I will appreciate any insight you can provide, especially since I don't have any of my own. On a brighter note, your evaluation of cigars is spot on (the Rocky Patel Edge is outstanding). Thank you for your time.
Thanks for writing. You may take up as much of my time as you would like. Please write any time you feel compelled to do so. I’m happy you’ve written for specific advice and I’m glad you’ve written with such honesty. It isn’t easy to admit to others that you’ve completely lost your way and have a general sense of emptiness. It isn’t even easy to admit that to yourself.

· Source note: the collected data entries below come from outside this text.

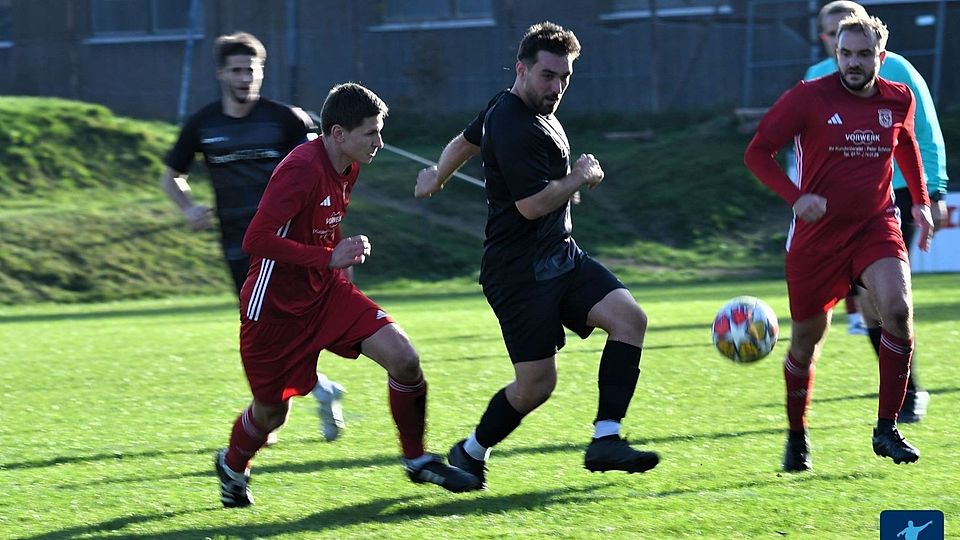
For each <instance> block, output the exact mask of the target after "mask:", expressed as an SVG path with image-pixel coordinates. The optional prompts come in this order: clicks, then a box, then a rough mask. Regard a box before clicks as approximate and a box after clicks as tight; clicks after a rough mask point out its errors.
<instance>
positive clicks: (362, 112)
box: [320, 83, 389, 135]
mask: <svg viewBox="0 0 960 540" xmlns="http://www.w3.org/2000/svg"><path fill="white" fill-rule="evenodd" d="M388 112H389V109H388V108H387V104H386V103H384V102H383V100H382V99H380V98H379V97H377V95H376V94H374V93H373V92H372V91H371V90H370V89H368V88H365V87H363V86H361V85H359V84H357V83H343V84H338V85H336V86H334V87H333V88H331V89H330V92H329V93H327V99H325V100H324V102H323V108H322V109H320V129H321V131H322V132H323V134H324V135H329V134H330V130H332V129H333V126H337V125H339V126H342V127H343V129H346V130H347V131H350V130H351V129H354V128H356V127H357V126H359V125H360V124H362V123H363V121H364V120H366V119H367V118H370V117H371V116H377V115H381V114H382V115H383V116H386V115H387V113H388Z"/></svg>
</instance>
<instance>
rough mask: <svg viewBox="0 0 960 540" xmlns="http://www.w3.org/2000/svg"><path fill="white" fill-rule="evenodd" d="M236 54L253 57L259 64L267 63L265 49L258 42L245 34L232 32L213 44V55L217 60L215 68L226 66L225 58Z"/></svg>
mask: <svg viewBox="0 0 960 540" xmlns="http://www.w3.org/2000/svg"><path fill="white" fill-rule="evenodd" d="M238 54H245V55H250V56H253V57H254V58H257V59H258V60H260V62H261V63H263V62H266V61H267V49H266V48H264V46H263V43H260V40H259V39H257V38H255V37H253V34H248V33H247V32H234V33H232V34H226V35H223V36H220V37H218V38H217V40H216V41H215V42H214V43H213V55H214V56H215V57H216V59H217V67H223V66H225V65H227V57H228V56H234V55H238Z"/></svg>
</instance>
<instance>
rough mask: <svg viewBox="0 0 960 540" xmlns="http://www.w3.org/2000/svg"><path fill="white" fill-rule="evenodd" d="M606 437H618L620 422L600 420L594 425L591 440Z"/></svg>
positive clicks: (610, 420) (612, 420) (619, 434)
mask: <svg viewBox="0 0 960 540" xmlns="http://www.w3.org/2000/svg"><path fill="white" fill-rule="evenodd" d="M607 435H616V436H618V437H619V436H620V422H616V421H614V420H600V421H599V422H597V423H596V424H594V428H593V438H594V439H599V438H600V437H606V436H607Z"/></svg>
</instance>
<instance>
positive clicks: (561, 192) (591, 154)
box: [516, 154, 603, 221]
mask: <svg viewBox="0 0 960 540" xmlns="http://www.w3.org/2000/svg"><path fill="white" fill-rule="evenodd" d="M602 181H603V169H602V168H600V162H599V161H597V158H595V157H593V154H581V156H580V158H579V159H577V161H576V163H574V164H573V169H572V170H571V171H570V174H568V175H566V176H564V177H563V178H558V179H557V180H551V181H549V182H547V185H546V187H544V188H543V189H541V190H540V191H538V192H537V193H535V194H533V195H530V196H529V197H526V198H523V199H520V200H519V201H517V202H516V205H517V210H519V211H520V215H522V216H523V217H525V218H527V219H529V220H531V221H532V220H534V219H539V218H541V217H543V216H545V215H547V214H549V213H550V212H553V211H554V210H556V209H557V208H560V207H561V206H564V205H566V204H567V202H568V201H570V198H571V197H572V196H573V194H574V193H576V192H577V190H579V189H580V188H581V187H582V186H584V185H586V186H587V187H589V188H591V189H592V188H595V187H597V186H598V185H599V184H600V182H602Z"/></svg>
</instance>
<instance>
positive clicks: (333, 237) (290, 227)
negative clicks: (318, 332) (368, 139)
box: [240, 137, 360, 321]
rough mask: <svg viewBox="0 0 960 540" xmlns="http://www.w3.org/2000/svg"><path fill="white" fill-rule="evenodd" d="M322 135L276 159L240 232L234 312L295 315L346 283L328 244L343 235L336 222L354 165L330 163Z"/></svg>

For some reason, I’ve received a number of messages like yours over the past few weeks. I interpret this as a sign that I should answer your inquiry in open letter form so that others who are similarly situated can (hopefully) benefit from our exchange. I’ll do that only if you deem it appropriate.
I think there is hope for those who feel completely lost. In fact, I know there is hope for those who feel completely lost because I’ve been there. And I believe there are at least three keys to finding oneself and ridding oneself of that feeling of complete emptiness.
Of course, at the time I did not think there was any hope. I barely remembered the incident. I had been playing in a bar with a Memphis rock band I greatly admired. I was sitting in as the second guitarist – although the band usually performed as a “power trio.” The first set went pretty well. So we stepped outside before the second set so we could burn a couple of joints in the parking lot.